Cependant, l’ordre international libéral menacé aujourd’hui par Trump et dont le Canada a si longtemps profité s’effrite depuis plus de deux décennies.

Par conséquent, les politiques et les mentalités canadiennes enracinées depuis la fin du XXe siècle sont complètement dépassées. L’heure n’est plus à la complaisance. Le Canada doit se réveiller, s’adapter et s’armer face aux dures réalités d’aujourd’hui.

En bref, nous avons besoin d’une commission royale visant à sécuriser l’avenir du Canada.

Le monde dans lequel le Canada évolue a fondamentalement changé au cours des 20 dernières années. Et tout a commencé par les attentats terroristes du 11 septembre.
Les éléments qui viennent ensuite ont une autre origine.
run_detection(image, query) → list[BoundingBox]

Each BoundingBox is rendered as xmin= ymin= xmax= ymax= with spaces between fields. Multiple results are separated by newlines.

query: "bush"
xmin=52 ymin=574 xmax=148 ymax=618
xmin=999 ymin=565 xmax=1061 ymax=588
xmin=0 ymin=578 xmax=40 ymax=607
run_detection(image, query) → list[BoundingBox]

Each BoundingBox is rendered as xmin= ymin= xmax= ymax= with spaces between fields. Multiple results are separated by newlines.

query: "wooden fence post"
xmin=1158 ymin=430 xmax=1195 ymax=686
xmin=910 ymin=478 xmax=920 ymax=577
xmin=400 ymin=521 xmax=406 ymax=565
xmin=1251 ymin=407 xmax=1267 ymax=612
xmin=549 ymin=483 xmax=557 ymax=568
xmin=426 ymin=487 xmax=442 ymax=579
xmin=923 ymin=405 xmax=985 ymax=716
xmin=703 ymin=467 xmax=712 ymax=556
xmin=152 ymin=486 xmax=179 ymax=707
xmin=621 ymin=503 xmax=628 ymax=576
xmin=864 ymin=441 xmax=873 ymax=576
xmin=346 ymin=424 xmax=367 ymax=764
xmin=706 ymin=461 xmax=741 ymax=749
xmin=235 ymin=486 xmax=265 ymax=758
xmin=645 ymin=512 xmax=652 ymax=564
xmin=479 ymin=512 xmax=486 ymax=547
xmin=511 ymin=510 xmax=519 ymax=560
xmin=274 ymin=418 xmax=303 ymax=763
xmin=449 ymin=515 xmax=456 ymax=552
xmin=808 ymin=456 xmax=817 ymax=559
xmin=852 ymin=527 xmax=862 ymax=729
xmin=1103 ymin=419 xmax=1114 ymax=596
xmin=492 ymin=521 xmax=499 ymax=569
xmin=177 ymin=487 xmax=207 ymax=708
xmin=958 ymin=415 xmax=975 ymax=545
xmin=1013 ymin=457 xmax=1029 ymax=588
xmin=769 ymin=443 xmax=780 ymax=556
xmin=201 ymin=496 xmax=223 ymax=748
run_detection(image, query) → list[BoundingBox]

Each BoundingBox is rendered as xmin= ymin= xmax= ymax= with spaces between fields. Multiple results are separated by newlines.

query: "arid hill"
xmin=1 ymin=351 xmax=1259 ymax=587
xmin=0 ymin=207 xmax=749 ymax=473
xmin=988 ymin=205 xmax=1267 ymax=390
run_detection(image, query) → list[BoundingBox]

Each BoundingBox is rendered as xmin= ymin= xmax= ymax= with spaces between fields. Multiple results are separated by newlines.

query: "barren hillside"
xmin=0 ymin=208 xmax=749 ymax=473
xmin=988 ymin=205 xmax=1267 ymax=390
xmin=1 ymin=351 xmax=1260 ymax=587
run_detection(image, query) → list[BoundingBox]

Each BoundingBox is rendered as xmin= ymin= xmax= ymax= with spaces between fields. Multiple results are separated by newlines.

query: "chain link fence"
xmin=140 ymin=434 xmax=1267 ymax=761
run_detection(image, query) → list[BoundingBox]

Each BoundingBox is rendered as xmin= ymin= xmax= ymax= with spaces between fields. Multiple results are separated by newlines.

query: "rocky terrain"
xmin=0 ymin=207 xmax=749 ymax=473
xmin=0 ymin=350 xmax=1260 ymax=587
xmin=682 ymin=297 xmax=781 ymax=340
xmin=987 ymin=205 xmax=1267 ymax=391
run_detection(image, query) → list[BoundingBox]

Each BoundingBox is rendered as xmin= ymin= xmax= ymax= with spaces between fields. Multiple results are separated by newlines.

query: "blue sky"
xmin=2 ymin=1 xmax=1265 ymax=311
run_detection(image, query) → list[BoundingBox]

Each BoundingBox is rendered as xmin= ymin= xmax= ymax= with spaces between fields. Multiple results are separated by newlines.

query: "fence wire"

La sécurité a alors pris le pas sur le commerce aux États-Unis. De nouvelles mesures de contrôle ont rendu la frontière plus « étanche ». L’augmentation des normes, de la réglementation et de la paperasse a entraîné des délais et une augmentation des coûts du transport tranfrontalier. Le commerce entre le Canada et les États-Unis en a souffert.

Ce virage a mis en évidence les risques liés à la forte dépendance économique du Canada envers son voisin du sud. Notre réaction a alors été de travailler encore plus étroitement avec les États-Unis pour maintenir la frontière ouverte au commerce.

Depuis lors, la crise climatique, la transformation numérique, la crise financière mondiale, l’essor économique et politique de la Chine, la résurgence autoritaire de la Russie et les craintes américaines du déclin de leur hégémonie n’ont fait qu’intensifier l’attention accordée par les États-Unis à la sécurité nationale. Cette dernière est devenue une caractéristique déterminante de leurs relations économiques, poussant d’autres pays à faire de même.

Les politiques et les mécanismes de gouvernance qui sont à la base de la société, de l’économie et de la sécurité du Canada n’ont pas été conçus pour le paysage politique international actuel, plutôt antilibéral.

Après la Seconde Guerre mondiale, le Canada a cherché à s’intégrer davantage aux États-Unis, une tendance qui s’est renforcée avec les accords de libre-échange des années 1980 et 1990. Lors de la même période, notre pays s’est aussi joint aux États-Unis pour promouvoir un ordre mondial multilatéral ouvert et fondé sur des règles de droit.

Les Canadiens ont supposé, à juste titre, que leurs voisins continueraient à respecter et à soutenir un tel système parce qu’ils en tiraient des avantages économiques et militaires. La mondialisation, la démocratisation et l’unipolarité qui ont suivi la fin de la guerre froide ont constitué la base des « dividendes de la paix ».

Notre pays a prospéré dans un système que nous tenions pour acquis, sans nous demander si ses fondations pouvaient changer. Alors que le monde se transformait autour de nous, la complaisance s’est installée, comme si les bouleversements mondiaux et les changements de politique des États-Unis étaient des préoccupations lointaines. Cet état d’esprit a affaibli notre influence, détérioré notre rôle sur la scène mondiale et étouffé la croissance de la productivité bien avant que la crise actuelle ne révèle le véritable coût de notre inaction.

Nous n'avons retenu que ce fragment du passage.